Andy Harris

Personal information
- Full name: Andrew Harris
- Date of birth: 17 November 1970 (age 54)
- Place of birth: Birmingham, England
- Height: 5 ft 10 in (1.78 m)
- Position(s): Midfielder

Youth career
- 1988–1989: Birmingham City

Senior career*
- Years: Team / Apps / (Gls)
- 1989–1991: Birmingham City / 1 / (0)
- 1990: → Telford United (loan) / 6 / (1)
- 1991: → Oxford United (loan) / 1 / (0)
- 1991–1994: Exeter City / 38 / (1)
- 1994–1995: Nuneaton Borough / 33 / (3)
- 1995: Corby Town
- 1995: Hinckley Athletic / 2 / (0)
- 1995–1996: Solihull Borough
- 1996–1997: Hinckley Athletic
- 1998–1999: Knowle Town
- 1999–200?: Paget Rangers

= Andy Harris (footballer, born 1970) =

English footballer (born 1970)

Andrew Harris (born 17 November 1970) is an English former professional footballer who made 40 appearances in the Football League playing for Birmingham City, Oxford United and Exeter City. He played as a midfielder.

==Life and career==
Harris was born in Birmingham. He joined Birmingham City as an apprentice under the YTS scheme, and turned professional two years later. He made his debut on 11 November 1989, substituting for John Frain in a goalless draw at Leyton Orient in the Football League Third Division. In March 1990, he signed on loan for Telford United, and scored once from six appearances in the Football Conference.
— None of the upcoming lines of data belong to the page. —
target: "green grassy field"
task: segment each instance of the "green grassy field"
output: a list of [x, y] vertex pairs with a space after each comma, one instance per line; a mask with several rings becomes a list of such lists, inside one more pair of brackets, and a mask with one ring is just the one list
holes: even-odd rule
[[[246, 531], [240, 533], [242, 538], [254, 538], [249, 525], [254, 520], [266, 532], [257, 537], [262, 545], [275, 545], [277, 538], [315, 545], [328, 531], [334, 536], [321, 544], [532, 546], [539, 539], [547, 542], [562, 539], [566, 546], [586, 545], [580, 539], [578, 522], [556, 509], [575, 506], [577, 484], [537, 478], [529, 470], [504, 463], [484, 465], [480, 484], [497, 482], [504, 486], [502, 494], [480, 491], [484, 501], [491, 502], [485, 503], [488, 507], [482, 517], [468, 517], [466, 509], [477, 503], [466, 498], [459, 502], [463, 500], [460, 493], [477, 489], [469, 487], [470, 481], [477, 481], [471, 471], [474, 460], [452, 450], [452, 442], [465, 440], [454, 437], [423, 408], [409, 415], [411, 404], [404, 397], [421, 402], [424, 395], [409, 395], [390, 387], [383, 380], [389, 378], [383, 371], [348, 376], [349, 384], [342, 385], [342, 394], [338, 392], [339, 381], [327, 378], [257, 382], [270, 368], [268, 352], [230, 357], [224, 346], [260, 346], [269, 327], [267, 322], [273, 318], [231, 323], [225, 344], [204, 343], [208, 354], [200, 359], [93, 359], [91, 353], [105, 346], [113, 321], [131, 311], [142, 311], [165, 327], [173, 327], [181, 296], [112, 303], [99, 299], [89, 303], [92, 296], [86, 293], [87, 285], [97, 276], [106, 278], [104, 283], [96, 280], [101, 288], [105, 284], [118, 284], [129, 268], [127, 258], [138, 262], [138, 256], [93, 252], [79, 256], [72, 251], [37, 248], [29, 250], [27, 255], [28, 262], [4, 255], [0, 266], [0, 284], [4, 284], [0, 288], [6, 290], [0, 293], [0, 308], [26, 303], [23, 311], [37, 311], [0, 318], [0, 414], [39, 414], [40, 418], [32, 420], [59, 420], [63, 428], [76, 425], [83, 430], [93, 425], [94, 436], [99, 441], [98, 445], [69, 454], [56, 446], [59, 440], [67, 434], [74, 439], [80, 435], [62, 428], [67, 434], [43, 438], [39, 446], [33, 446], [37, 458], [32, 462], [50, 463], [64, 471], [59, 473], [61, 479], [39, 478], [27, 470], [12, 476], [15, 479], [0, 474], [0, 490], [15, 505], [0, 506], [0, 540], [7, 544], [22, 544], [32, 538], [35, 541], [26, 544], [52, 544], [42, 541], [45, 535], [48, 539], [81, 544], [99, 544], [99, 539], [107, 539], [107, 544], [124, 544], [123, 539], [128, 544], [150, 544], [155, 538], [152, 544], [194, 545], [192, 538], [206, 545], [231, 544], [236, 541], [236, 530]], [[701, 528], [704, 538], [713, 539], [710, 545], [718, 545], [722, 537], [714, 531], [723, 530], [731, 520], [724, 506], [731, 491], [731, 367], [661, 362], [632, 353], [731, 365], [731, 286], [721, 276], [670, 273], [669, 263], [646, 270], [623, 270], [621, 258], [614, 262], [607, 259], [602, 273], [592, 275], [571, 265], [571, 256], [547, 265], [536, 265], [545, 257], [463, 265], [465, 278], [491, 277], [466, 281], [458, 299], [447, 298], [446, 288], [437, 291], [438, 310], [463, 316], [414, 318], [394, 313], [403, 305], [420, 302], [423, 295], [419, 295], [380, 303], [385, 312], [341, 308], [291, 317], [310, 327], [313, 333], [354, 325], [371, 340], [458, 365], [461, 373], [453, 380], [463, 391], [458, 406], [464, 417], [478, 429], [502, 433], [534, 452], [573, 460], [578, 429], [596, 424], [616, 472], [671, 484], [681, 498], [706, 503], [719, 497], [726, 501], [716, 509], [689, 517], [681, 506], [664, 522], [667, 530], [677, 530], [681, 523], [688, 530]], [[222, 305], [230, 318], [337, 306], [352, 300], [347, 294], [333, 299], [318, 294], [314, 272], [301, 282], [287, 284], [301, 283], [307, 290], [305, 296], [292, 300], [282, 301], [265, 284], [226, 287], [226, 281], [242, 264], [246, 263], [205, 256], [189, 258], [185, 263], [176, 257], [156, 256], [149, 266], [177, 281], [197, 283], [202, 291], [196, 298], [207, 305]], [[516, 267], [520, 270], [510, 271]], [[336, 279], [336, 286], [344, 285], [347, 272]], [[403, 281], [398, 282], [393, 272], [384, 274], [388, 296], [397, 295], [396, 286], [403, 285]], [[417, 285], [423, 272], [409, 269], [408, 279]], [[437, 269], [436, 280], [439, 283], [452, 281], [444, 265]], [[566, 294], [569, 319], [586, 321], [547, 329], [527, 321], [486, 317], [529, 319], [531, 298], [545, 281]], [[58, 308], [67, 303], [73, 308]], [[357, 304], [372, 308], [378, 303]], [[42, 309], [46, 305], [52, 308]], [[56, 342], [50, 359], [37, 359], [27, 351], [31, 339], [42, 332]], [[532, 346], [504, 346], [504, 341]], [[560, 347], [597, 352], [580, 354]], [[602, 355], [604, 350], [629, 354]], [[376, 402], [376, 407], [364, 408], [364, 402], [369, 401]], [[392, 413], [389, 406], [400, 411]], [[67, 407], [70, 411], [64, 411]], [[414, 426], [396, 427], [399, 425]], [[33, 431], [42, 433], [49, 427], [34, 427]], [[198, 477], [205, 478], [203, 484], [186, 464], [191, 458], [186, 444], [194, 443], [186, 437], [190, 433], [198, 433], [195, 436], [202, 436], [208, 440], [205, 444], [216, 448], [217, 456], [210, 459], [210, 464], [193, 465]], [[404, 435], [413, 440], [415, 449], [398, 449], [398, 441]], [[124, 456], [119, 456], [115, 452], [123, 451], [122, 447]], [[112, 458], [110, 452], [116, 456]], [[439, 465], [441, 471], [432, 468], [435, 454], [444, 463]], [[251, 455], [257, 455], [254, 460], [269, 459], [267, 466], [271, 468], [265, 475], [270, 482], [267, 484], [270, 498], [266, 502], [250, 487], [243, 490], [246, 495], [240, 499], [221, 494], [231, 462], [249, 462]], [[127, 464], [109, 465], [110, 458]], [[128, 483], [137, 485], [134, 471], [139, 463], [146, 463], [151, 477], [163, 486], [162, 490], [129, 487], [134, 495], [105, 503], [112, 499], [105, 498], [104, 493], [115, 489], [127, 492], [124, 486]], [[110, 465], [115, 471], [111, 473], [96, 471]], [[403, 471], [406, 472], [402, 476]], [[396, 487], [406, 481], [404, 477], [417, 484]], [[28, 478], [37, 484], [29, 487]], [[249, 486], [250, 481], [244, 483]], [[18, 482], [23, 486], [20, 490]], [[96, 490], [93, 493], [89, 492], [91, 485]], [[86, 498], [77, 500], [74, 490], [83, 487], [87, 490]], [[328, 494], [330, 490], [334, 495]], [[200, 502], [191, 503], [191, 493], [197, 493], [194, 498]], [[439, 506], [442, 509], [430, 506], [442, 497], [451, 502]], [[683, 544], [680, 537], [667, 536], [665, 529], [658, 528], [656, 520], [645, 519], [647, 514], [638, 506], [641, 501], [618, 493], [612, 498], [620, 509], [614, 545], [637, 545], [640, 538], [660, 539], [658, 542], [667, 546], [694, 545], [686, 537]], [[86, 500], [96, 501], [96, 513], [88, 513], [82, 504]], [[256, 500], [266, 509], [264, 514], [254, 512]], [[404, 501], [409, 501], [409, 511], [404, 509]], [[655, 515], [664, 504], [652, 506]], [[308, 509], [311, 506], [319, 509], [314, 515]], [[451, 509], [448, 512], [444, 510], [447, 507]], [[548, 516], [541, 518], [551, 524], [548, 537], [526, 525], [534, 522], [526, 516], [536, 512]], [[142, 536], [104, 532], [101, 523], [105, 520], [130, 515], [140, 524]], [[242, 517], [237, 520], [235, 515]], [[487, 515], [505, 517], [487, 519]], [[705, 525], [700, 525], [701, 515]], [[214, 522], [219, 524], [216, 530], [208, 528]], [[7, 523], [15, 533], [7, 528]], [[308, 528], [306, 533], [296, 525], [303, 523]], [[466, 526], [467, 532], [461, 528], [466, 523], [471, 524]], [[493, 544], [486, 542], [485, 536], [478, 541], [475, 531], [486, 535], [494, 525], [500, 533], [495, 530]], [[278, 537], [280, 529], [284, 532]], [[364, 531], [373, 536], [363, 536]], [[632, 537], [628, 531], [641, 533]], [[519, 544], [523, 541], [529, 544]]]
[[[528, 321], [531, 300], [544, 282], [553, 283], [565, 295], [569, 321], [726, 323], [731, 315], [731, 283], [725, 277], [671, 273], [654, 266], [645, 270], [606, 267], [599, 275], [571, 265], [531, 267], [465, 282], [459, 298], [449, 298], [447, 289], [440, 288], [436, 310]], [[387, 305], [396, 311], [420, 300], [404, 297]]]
He went on loan in October 1991 to Oxford United of the Second Division, where he played only once, and the following month was allowed to move to Exeter City. In two and a half years at Exeter, Harris played 38 games in the third tier, scoring one league goal, which came against Stoke City.

In April 1994, he moved into non-league football with Nuneaton Borough of the Southern League Premier Division. He played twice that season, and was a regular in 1994–95, scoring three goals from 31 Southern League Midland Division matches, before moving on to another Midland Division club, Corby Town, ahead of the 1995–96 season. He joined Midland Alliance team Hinckley Athletic in November 1995, but only played twice before returning to the Southern League Midland Division and moving nearer home to Solihull Borough. He rejoined Hinckley Athletic late in 1996, but a knee injury disrupted his return.

In July 1998, Peter Frain was appointed manager of Knowle Town with Harris as his assistant and player. He left for Paget Rangers of the Southern League Western Division at the end of the season.